The door to Alicia/Hanna’s room was slightly ajar. Before pushing it open, I took a huge breath. What was supposed to calm me did the exact opposite. The smell of baby powder only served as a reminder that I wouldn’t get a full night’s sleep until I left for college in another year and a half. Distracted, and now thoroughly annoyed, I pushed the bedroom door open.
Mom stood in the middle of the room doing this bopping up and down swinging thing she thought Hanna liked, never once realizing it hadn’t ever put her to sleep since day one. She turned, her wild, snaky hair knotted around her face, her eyes a mix between sadness, exhaustion, and relief.
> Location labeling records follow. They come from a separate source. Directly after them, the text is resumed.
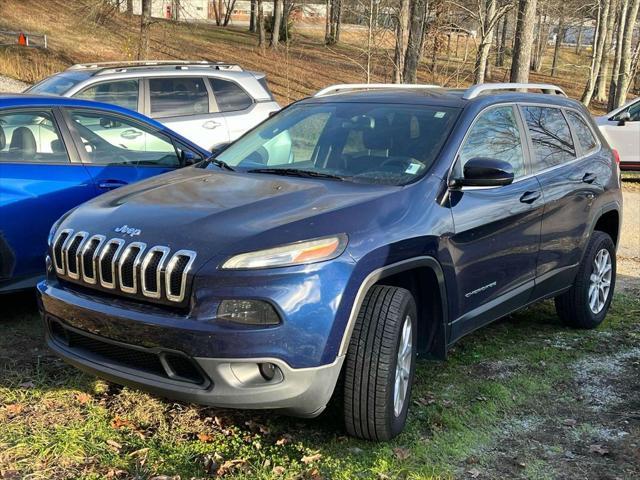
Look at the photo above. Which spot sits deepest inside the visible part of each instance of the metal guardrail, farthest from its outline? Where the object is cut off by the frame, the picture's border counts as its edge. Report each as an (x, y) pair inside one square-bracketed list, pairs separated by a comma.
[(26, 39)]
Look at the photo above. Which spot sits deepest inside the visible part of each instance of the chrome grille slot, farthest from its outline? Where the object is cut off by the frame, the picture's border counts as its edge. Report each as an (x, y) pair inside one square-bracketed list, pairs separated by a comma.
[(89, 254), (70, 251), (176, 274), (128, 267), (151, 273), (58, 249), (106, 262)]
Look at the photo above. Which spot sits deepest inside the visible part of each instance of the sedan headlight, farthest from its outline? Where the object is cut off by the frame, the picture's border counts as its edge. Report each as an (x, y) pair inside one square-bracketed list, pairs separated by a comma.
[(299, 253)]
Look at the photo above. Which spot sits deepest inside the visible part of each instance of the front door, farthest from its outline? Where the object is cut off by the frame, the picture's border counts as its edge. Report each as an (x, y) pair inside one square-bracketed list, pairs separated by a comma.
[(39, 182), (497, 229), (112, 161)]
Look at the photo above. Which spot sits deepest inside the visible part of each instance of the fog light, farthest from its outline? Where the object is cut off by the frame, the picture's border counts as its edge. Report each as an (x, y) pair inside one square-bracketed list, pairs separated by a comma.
[(248, 312), (267, 370)]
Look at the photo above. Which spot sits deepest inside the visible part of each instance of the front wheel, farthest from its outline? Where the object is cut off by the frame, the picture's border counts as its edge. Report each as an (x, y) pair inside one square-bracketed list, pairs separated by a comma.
[(380, 364), (586, 304)]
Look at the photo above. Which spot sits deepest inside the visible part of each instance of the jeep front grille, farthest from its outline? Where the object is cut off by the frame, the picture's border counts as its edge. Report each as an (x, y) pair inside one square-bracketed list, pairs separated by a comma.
[(127, 268)]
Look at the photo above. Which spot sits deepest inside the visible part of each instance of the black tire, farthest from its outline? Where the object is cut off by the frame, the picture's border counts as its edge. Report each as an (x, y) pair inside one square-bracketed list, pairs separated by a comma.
[(370, 366), (573, 305)]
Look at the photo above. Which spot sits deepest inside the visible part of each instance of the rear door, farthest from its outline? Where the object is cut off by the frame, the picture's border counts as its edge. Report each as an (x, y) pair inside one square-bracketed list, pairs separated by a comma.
[(497, 229), (570, 179), (187, 105), (41, 178), (111, 157)]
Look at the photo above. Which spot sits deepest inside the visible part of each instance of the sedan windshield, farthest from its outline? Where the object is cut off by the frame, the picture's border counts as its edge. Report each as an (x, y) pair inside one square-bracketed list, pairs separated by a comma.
[(387, 144)]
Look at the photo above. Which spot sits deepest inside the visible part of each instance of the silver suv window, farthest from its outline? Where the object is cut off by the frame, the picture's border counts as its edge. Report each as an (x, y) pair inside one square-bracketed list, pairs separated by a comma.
[(178, 97), (123, 93)]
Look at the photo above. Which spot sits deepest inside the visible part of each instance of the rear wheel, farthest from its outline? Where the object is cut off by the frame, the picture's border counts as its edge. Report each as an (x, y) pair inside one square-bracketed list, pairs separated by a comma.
[(586, 304), (380, 364)]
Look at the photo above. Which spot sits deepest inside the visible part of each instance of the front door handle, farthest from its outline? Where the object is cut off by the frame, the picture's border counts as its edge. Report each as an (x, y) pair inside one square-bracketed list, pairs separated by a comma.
[(530, 197), (210, 124), (111, 184)]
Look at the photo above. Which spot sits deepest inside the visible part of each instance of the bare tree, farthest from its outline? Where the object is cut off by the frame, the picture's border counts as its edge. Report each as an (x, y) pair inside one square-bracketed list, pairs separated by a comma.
[(626, 57), (523, 43), (414, 44), (601, 81), (402, 39), (145, 26), (598, 50)]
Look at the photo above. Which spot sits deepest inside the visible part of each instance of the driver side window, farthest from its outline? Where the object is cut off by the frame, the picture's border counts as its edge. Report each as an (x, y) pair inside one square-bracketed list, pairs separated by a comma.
[(113, 140), (494, 135)]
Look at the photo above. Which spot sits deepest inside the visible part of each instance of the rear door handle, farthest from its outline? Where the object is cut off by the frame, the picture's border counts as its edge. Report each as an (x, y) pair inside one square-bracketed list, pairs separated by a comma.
[(530, 197), (210, 124), (111, 184)]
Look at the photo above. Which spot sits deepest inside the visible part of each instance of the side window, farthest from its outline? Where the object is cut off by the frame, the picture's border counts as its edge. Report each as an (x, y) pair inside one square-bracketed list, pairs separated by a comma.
[(112, 140), (551, 137), (123, 93), (177, 97), (583, 132), (229, 96), (495, 135), (31, 137)]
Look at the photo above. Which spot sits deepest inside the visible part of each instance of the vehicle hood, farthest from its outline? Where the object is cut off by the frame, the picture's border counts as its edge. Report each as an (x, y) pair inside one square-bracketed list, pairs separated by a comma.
[(214, 212)]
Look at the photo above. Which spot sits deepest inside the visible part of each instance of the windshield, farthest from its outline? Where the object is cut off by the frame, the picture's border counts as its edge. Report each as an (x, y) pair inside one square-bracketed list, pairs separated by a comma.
[(387, 144), (59, 84)]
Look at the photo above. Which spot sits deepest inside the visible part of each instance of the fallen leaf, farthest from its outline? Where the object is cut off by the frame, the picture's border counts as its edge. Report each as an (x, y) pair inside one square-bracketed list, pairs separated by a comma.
[(401, 453), (83, 398), (205, 437), (307, 459), (278, 470), (599, 449), (474, 472)]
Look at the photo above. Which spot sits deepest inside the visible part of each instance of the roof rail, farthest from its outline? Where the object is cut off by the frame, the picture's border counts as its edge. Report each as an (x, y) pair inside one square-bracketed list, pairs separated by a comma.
[(371, 86), (109, 67), (476, 90)]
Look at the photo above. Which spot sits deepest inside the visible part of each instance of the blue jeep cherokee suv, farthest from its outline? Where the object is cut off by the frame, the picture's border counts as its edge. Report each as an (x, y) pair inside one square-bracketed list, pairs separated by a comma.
[(338, 239)]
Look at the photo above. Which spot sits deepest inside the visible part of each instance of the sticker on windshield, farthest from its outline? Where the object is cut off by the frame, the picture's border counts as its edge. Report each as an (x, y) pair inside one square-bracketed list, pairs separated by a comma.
[(413, 168)]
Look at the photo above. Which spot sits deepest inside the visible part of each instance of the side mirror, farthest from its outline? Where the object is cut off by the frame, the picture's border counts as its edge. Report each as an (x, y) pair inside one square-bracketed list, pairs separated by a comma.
[(624, 118), (486, 172)]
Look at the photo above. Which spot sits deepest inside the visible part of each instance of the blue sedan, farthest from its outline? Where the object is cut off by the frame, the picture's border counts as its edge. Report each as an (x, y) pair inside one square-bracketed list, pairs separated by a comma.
[(56, 153)]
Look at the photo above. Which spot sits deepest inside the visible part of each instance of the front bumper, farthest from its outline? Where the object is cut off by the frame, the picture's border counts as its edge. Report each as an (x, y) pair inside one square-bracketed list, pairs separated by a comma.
[(220, 382)]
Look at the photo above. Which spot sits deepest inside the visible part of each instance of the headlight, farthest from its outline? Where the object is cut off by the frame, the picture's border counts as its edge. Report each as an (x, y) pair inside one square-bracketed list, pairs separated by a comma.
[(299, 253)]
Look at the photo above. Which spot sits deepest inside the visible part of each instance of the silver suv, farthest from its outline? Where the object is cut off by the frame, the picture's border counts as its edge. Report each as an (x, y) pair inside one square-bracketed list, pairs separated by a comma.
[(209, 103)]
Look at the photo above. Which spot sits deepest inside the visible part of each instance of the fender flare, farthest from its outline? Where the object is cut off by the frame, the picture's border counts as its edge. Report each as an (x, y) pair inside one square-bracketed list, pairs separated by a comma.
[(392, 269)]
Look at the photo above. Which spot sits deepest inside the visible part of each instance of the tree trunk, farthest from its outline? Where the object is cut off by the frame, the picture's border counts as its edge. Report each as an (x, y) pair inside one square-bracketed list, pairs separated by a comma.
[(503, 41), (598, 50), (402, 38), (601, 81), (275, 25), (486, 32), (260, 18), (253, 20), (615, 70), (414, 44), (556, 48), (523, 43), (145, 24), (626, 57)]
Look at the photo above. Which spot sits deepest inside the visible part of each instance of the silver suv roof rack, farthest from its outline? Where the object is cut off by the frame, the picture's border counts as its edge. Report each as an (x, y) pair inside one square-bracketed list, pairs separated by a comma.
[(371, 86), (112, 67), (476, 90)]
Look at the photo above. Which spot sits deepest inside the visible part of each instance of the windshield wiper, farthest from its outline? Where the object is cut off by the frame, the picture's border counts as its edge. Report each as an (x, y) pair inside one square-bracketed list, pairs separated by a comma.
[(294, 172), (220, 163)]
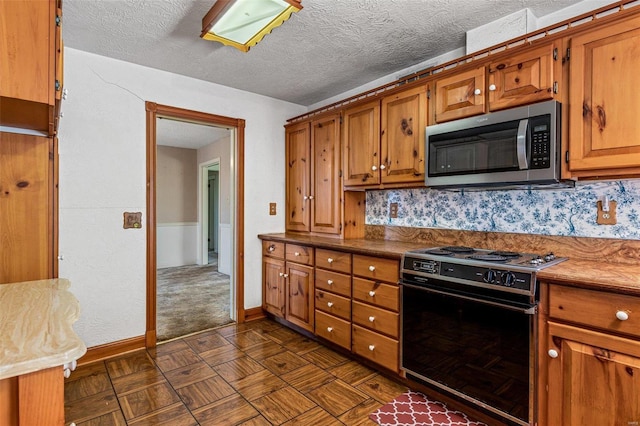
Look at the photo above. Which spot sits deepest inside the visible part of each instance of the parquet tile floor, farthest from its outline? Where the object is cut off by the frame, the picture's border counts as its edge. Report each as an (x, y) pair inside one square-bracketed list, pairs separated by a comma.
[(258, 373)]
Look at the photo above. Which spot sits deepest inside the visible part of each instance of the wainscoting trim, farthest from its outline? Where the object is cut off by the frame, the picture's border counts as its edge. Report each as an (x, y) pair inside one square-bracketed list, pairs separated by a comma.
[(108, 350)]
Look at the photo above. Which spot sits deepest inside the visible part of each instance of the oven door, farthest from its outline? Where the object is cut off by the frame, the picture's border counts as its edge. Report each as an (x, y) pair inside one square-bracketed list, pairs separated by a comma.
[(480, 351)]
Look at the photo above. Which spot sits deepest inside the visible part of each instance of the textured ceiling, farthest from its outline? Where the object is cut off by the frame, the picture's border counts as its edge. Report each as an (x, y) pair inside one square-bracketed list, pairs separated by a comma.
[(329, 47)]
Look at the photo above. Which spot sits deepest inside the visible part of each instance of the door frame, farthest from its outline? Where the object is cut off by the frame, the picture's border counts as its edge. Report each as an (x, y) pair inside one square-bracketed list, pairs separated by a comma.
[(153, 110)]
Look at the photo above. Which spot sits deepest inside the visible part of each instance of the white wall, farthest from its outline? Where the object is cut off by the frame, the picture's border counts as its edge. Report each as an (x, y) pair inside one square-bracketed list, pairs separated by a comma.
[(102, 174)]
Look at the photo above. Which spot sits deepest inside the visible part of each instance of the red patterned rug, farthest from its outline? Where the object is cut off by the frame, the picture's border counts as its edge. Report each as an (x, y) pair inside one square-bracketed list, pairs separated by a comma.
[(414, 408)]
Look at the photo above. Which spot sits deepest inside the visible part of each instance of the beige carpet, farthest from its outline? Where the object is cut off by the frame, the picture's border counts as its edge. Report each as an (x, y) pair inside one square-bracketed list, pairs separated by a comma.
[(189, 299)]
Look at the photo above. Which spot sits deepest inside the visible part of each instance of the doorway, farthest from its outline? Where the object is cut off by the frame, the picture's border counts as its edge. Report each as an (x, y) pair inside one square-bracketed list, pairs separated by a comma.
[(236, 234)]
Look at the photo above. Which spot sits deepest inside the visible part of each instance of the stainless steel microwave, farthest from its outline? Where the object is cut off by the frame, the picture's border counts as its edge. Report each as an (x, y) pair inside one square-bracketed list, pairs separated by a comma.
[(518, 146)]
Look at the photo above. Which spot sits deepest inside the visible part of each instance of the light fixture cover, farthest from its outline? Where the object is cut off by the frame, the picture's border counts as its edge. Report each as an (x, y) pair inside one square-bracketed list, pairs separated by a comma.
[(243, 23)]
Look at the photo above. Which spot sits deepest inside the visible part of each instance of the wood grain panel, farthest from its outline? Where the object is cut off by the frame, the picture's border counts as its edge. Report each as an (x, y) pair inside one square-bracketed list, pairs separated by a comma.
[(26, 225), (334, 305), (333, 329), (375, 347), (595, 308), (376, 319), (333, 282), (376, 268), (332, 260)]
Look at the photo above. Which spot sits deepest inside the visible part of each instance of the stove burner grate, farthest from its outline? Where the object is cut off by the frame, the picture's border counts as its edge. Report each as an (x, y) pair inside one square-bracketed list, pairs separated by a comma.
[(458, 249), (509, 254), (489, 257)]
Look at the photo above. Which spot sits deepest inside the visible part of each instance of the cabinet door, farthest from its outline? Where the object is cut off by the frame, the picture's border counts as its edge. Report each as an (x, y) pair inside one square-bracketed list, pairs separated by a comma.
[(522, 79), (300, 298), (404, 118), (273, 289), (362, 143), (27, 215), (604, 130), (298, 174), (325, 169), (460, 95), (594, 380)]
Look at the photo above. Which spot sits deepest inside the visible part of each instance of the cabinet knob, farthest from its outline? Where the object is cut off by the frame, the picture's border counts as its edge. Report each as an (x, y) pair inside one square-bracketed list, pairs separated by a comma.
[(622, 315)]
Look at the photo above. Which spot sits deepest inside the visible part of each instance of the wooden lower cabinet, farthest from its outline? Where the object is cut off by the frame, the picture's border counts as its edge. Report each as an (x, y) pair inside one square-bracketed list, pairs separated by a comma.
[(590, 355), (594, 379), (378, 348)]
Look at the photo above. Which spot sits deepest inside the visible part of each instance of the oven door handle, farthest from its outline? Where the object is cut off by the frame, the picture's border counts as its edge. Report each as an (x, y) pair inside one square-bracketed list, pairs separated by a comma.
[(529, 311)]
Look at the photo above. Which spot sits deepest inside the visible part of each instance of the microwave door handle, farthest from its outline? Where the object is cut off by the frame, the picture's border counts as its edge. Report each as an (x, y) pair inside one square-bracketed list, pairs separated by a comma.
[(521, 144)]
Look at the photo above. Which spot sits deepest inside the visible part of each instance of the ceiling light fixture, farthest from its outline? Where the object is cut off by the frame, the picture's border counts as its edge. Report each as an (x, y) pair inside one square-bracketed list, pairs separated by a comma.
[(243, 23)]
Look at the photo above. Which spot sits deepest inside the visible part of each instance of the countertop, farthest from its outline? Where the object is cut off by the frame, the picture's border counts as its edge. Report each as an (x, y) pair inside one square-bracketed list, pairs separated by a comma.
[(607, 276), (36, 333)]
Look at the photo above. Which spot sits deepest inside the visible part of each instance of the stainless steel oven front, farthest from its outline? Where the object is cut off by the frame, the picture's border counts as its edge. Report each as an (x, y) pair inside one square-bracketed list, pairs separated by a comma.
[(475, 348)]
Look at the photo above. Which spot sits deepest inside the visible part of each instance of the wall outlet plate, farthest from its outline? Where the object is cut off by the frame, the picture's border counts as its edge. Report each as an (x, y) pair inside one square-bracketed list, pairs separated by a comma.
[(607, 218)]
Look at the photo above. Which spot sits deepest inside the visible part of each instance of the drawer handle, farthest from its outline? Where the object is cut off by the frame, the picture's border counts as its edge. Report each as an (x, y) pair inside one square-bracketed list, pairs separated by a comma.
[(622, 315)]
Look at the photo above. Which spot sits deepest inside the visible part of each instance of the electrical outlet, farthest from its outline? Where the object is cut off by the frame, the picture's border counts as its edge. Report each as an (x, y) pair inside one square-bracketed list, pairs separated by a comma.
[(607, 217), (393, 210)]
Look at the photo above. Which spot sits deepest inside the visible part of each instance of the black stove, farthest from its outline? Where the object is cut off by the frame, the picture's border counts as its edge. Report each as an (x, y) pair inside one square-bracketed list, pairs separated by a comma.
[(482, 272)]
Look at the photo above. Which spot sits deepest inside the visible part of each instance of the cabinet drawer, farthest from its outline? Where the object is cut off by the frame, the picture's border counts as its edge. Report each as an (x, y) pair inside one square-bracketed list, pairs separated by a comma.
[(299, 254), (595, 308), (376, 319), (333, 304), (375, 293), (334, 282), (333, 260), (376, 268), (273, 249), (333, 329), (376, 347)]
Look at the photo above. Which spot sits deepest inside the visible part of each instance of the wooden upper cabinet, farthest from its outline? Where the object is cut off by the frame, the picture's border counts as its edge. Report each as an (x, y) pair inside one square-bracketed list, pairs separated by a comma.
[(523, 78), (404, 118), (604, 129), (361, 137), (460, 95), (325, 170), (29, 35), (298, 175)]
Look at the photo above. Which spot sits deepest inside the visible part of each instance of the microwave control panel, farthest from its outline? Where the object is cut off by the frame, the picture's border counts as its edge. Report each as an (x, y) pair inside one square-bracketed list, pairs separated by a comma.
[(540, 142)]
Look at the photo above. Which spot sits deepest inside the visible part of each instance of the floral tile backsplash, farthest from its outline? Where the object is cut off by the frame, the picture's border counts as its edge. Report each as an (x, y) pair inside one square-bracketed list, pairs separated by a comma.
[(563, 212)]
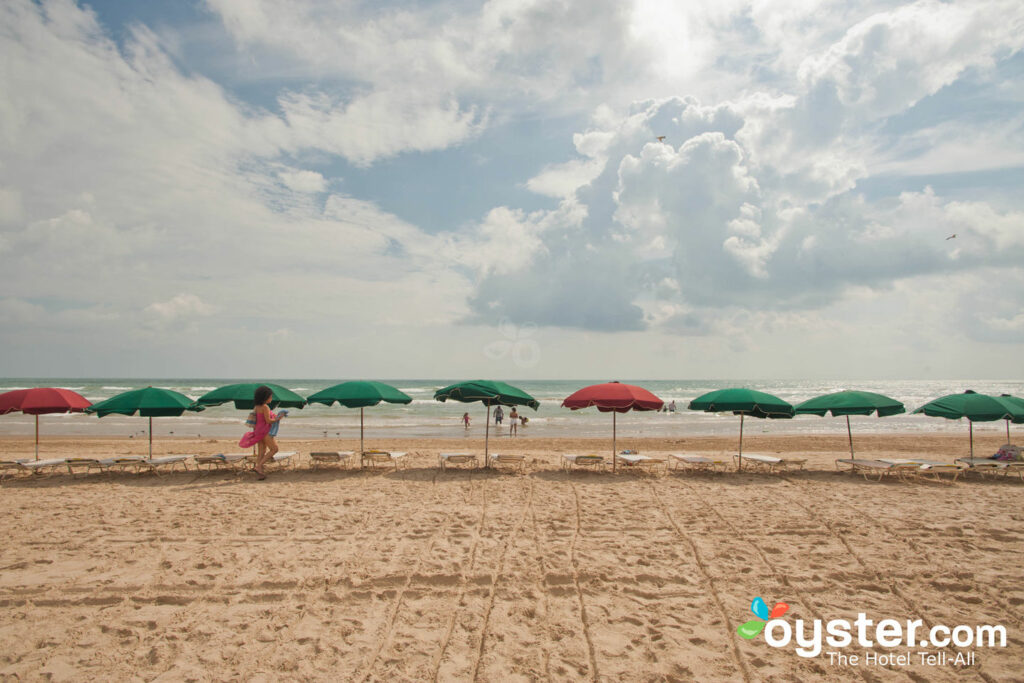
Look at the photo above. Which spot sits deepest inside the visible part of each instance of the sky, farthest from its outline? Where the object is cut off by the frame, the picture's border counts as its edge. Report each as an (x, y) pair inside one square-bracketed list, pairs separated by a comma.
[(512, 189)]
It was always the relief that bothered me.
“I got her,” I said.
She plopped the devil-crier into my arms. Hanna looked up for a brief second and I thought her wails might subside, but no, she was just gearing up for another ear-piercer. Why was it she always looked so good, even when she was ensuring I’d need hearing aids when I was sixty? Sure, she was red from screaming and snot was dripping from her nose, but it was always Mom and me who looked like we were dragged through thorny bushes and tossed into a manure patch to wilt. Hanna always looked adorable. Angelic. Her tousled curls perfectly framing her face.
I made soothing noises and leaned down to sniff her head. She smelled awesome too. Not fair. I wanted to be mad at her but it was just so dang hard when she was so perfect.
Mom put her hand on my shoulder and squeezed. “Thanks—”
I flinched away. “Just go to bed, Mom. Get some sleep.”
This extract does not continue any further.